The AI Engine API supports a type of multiple lanes multiplication, called sliding multiplication. It allows multiple lanes to do MAC operations simultaneously, and the results are added to an accumulator.
These special multiplication structures or APIs are named aie::sliding_mul*
. They accept coefficient and data
inputs. These classes include:
-
aie::sliding_mul_ops
-
aie::sliding_mul_x_ops
-
aie::sliding_mul_y_ops
-
aie::sliding_mul_xy_ops
For more information about these APIs and supported parameters, see the AI Engine API User Guide (UG1529).
For example, the aie::sliding_mul_ops
class
provides a parameterized multiplication that implements the following compute
pattern.
DSX = DataStepX
DSY = DataStepY
CS = CoeffStep
P = Points
L = Lanes
c_s = coeff_start
d_s = data_start
out[0] = coeff[c_s] * data[d_s + 0] + coeff[c_s + CS] * data[d_s + DSX] + ... + coeff[c_s + (P-1) * CS] * data[d_s + (P-1) * DSX]

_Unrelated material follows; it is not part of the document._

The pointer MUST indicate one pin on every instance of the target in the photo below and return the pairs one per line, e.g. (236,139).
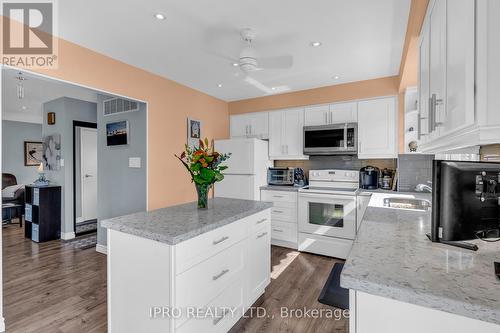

out[1] = coeff[c_s] * data[d_s + DSY] + coeff[c_s + CS] * data[d_s + DSY + DSX] + ... + coeff[c_s + (P-1) * CS] * data[d_s + DSY + (P-1) * DSX]
...
out[L-1] = coeff[c_s] * data[d_s + (L-1) * DSY] + coeff[c_s + CS] * data[d_s + (L-1) * DSY + DSX] + ... + coeff[c_s + (P-1) * CS] * data[d_s + (L-1) * DSY + (P-1) * DSX]
Parameter | Description |
---|---|
Lanes | Number of output elements. |
Points | Number of data elements used to compute each lane. |
CoeffStep | Step used to select elements from the coeff register. This step is applied to element selection within a lane. |
DataStepX | Step used to select elements from the data register. This step is applied to element selection within a lane. |
DataStepY | Step used to select elements from the data register. This step is applied to element selection across lanes. |
CoeffType | Coefficient element type. |
DataType | Data element type. |
AccumTag | Accumulator tag that specifies the required accumulation bits. The class must be compatible with the result of the multiplication of the coefficient and data types (real/complex). |
The following figure shows how to use the aie::sliding_mul_ops
class and its member function, mul
, to perform the sliding multiplication. It also
shows how each parameter corresponds to the multiplication.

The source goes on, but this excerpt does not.